Yani Beytü'l-Hikrne'nin kuruluş tarihi hakkında kesin bir şey söylemek mümkün değilse de, Abbasilerin iktidan ele geçirmesi ile birlikte, özellikle Halife Mansur'la (752-774) birlikte başlayan dışa açılma ve kadim eserlere düşkünlük, her ne kadar Halife Mehdi döneminde kesintiye uğramışsa da, Harun Reşid (786-808) ve Me'mun döneminde tutkuyla devam etmiştir. Dolayısıyla Beytü'l-Hikme'nin ilk çekirdekleri halife Mansur döneminde atıldığını ve içerik bakımından da Harun Reşid ve Me'mun döneminde geliştiğini kabul edebiliriz. Ancak Me'mun dönemi ve onun Beytü'l-Hikme'ye katkılarını özellikle diğerlerinden ayrı bir şekilde ele almak ve değerlendirmek gerekmektedir. Çünkü Me'munla birlikte Beytü'l-Hikme, halifelerin ve emirlerin cömertliğine bağlı kalmaktan kurtarılmış, orada çalışanlara belli bir maaş bağlanarak kurumsallaşmıştır. Bununla birlikte ekstra olarak Halife Memun âlimlere çok cömert davranmış ve bazen tercüme edilen kitabın ağırlığı kadar altın vermiştir. Bu durum, Yunanca ve Farsçadan tercüme edilen kitapların diğer kitaplardan kat kat fazla miktarda bulunmasına neden olmuştur. Onun için tarih Me’mun’u Beytü’l Hikme’nin ana kurucusu olarak kabul eder.

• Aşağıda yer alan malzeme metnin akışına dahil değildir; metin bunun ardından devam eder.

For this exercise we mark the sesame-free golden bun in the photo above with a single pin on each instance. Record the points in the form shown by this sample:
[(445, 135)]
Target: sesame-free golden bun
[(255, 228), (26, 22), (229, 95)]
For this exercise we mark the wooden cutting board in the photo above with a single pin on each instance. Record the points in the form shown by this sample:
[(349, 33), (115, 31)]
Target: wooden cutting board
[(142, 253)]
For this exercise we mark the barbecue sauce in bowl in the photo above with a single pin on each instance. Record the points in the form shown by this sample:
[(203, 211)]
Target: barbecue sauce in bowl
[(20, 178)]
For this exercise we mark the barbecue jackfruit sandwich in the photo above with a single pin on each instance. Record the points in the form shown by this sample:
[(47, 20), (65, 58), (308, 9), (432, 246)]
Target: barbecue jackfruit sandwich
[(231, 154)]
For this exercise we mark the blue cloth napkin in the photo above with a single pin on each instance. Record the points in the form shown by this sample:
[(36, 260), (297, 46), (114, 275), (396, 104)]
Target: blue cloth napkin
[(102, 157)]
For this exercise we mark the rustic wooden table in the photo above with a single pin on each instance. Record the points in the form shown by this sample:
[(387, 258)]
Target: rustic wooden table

Bu dönemin tarihsel arka planını da irdeleyecek olursak Abbasilerin hilafeti ele geçirmelerine paralel olarak önemli bir ilim ve kültür merkezi olarak yıldızı parlayan Bağdat, Abbasî aristokrasisini ve siyasetini oluşturan farklı etnik, dini ve kültürel mozayiği, belki de en güzel bir şekilde Beytü'l-Hikme'de mevcut olan farklı dil ve kültürlere ait bilimsel birikimin çeşitliliğinde göstermektedir. Bu dönemde Bağdat, oldukça kozmopolit bir görüntü sergilemekte olup, her dinden ve milletten hekimlerin ve bilginlerin kâbesi durumundadır.(7) İslam düşüncesinde bilim ve felsefenin yükselişini tartışan kaynaklar, bu rasyonel bilimlerin Grek, Süryani, Hint ve Pehlevi kaynaklanndan doğrudan yapı¬Ian tercümelerin bir neticesi olarak girdiğini ittifakla kabul ederler. Hatta İbn Nedim'in Fihrist'inden İbn Haldun'un Mukaddime'sine kadar aynı kaynaklar bu tercümelerin çoğunlukla yabancılar tarafından gerçekleştirildiğini kabul etmektedir. Bu nedenle Yunan felsefesinin aktarılmasında farklı dillerin devreye girmesi doğaldır. Yunan Felsefesinin Arapçaya aktarılmasında ara dil oldukça önemlidir. Yunan Felsefesi ve İslam Felsefesi arasında ara dil konumunda olan en önemli dil Süryanicedir. Çünkü Süryanice, Grek külliyatının Arapçadan önceki taşıyıcısıdır.